Le Grand Oral

Le Grand Oral : FAQ

Si la question traitée porte sur l’enseignement de spécialité LLCER, le candidat peut-il faire sa présentation en langue étrangère ?

Le candidat peut donc faire le choix de s’exprimer totalement en français tout en recourant parfois à quelques citations en anglais. Il peut tout aussi faire le choix de s’exprimer en français et en anglais. Cependant, la troisième phase sera totalement en langue française.

Au regard de cette définition de l’épreuve, les enseignants de langue seront invités à faire réfléchir les élèves sur :
– Le temps à consacrer à la prise de parole en langue étrangère pendant la première phase, présentation d’une question en 5 minutes (une proposition : une à deux minutes maximum pour la phase 1) ;

– Le choix des éléments de présentation en langue étrangère durant la phase 1, sachant que l’un des deux interlocuteurs ne maîtrise pas la langue ;
– Le niveau de maitrise atteint dans les compétences d’expression orale en continu et d’expression orale en interaction afin d’évaluer leur prise de risque ;

– La pertinence à s’exprimer en langue étrangère lors d’un entretien qui évalue la maitrise des compétences langagières en français et où l’un des deux jurys ne maîtrise pas la langue (proposition : le candidat pourra illustrer ses arguments par des citations en langue étrangère puis les traduire)

– La phase 2, le temps de l’échange avec le jury d’une durée de 10 minutes, qui précise que « le jury interroge ensuite le candidat pour l’amener à préciser et à approfondir sa pensée » ; il s’agira alors de revenir sur les éléments qui n’auront pas été accessibles lors de la phase 1 (précision et approfondissement de la pensée). Sollicité par le jury non expert, le candidat pourra ainsi faire preuve de ses capacités à expliciter et rendre ses propos accessibles.

Quelles différences y-a-t-il entre l’épreuve orale de l’enseignement de spécialité LLCER et le Grand Oral ?

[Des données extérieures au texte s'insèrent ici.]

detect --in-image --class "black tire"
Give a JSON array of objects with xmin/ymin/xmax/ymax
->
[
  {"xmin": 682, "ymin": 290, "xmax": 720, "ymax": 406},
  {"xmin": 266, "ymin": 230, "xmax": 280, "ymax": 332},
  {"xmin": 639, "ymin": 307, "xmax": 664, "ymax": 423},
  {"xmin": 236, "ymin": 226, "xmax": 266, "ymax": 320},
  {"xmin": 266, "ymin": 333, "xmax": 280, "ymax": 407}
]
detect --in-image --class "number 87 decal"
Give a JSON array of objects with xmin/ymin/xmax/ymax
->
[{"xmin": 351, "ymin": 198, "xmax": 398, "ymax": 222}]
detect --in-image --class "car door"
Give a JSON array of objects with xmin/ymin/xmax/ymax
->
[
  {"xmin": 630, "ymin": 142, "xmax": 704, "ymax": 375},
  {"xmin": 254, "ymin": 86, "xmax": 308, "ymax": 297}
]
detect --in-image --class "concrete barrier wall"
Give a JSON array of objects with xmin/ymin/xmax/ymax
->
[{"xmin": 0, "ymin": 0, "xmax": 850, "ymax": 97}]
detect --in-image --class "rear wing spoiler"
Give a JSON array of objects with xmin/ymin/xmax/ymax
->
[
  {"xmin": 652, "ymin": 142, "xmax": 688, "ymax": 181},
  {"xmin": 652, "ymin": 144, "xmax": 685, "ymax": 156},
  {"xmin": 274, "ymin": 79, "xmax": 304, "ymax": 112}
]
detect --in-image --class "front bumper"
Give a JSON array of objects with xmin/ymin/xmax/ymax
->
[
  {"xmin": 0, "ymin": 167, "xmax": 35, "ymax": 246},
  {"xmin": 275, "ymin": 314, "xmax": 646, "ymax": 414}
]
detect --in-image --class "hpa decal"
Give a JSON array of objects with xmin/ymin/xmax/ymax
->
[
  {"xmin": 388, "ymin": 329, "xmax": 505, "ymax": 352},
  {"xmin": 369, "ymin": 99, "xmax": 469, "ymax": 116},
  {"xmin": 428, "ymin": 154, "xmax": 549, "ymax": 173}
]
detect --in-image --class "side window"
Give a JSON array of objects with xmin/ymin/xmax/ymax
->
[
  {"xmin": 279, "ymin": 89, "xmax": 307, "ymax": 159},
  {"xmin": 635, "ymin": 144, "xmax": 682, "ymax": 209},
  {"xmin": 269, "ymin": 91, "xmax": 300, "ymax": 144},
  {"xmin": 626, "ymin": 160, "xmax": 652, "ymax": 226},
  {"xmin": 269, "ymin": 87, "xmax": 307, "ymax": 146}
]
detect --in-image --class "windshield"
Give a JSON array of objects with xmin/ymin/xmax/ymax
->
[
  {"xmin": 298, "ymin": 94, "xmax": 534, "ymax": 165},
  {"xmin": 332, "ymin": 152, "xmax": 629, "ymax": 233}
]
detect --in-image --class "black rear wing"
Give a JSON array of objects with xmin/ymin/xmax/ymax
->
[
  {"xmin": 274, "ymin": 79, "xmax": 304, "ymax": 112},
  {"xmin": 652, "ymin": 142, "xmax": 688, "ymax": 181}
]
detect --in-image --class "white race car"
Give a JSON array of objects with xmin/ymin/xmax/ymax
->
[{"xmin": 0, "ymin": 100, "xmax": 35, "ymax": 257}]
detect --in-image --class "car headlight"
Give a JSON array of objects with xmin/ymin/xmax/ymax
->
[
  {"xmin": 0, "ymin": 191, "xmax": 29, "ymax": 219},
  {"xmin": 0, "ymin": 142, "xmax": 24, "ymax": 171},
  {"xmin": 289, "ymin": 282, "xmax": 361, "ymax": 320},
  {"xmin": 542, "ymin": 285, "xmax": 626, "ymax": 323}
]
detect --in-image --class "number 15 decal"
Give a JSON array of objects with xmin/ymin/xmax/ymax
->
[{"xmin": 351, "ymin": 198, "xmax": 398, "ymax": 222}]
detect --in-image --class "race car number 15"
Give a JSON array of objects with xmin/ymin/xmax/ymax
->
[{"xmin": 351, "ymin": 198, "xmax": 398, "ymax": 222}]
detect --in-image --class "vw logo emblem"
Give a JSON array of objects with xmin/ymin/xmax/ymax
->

Dans le cas de l’épreuve orale de LLCER, le candidat présente un dossier (et non une question) composé de documents qu’il a choisis. S’agissant du Grand Oral, il présente une question portant sur les deux enseignements de spécialité soit pris isolément, soit abordés de manière transversale. Elles mettent en lumière un des grands enjeux du ou des programmes de ces enseignements. Elles sont adossées à tout ou partie du programme du cycle terminal. Elles ont été élaborées et préparées par le candidat avec ses professeurs et, s’il le souhaite, avec d’autres élèves. »

Le candidat ne pourra pas apporter de documents pour illustrer sa présentation mais pourra « s’il le souhaite, […] réaliser sur une feuille fournie par le jury, une production écrite d’appui lui permettant de mettre en ordre ses idées et pouvant prendre différentes formes (une liste, un schéma, un tableau, une carte, un graphique, une expression symbolique, une carte heuristique, etc.) qui sera remise au jury au début de l’épreuve mais non évaluée”.

Les objectifs de ces deux épreuves sont différents. L’épreuve orale de LLCER vise à « évaluer la maîtrise par le candidat des attendus du programme » alors que la finalité du grand oral est de permettre au candidat de « montrer sa capacité à prendre la parole en public de façon claire et convaincante […] de mettre les savoirs qu’il a acquis, particulièrement dans ses enseignements de spécialité, au service d’une argumentation, et de montrer comment ces savoirs ont nourri son projet de poursuite d’études, voire son projet professionnel. »

Les critères d’évaluation du grand oral portent essentiellement sur la maîtrise des compétences orales (3 critères sur 5) : qualité de l’épreuve orale, qualité de la prise de parole en continu, qualité de l’interaction.

Alors que l’épreuve orale de LLCER permettra de vérifier le degré de maîtrise et d’appropriation des contenus du programme par le candidat à travers la présentation du dossier et les choix effectués, pour le grand oral il s’agit plutôt pour le candidat de présenter les motivations qui l’ont conduit à choisir sa question, d’expliciter la question et les interrogations qu’elle soulève, d’apporter une réponse argumentée et d’expliquer en quoi cette question en lien avec telle ou telle partie du programme fait sens pour lui par rapport à son parcours personnel et ses choix d’orientation.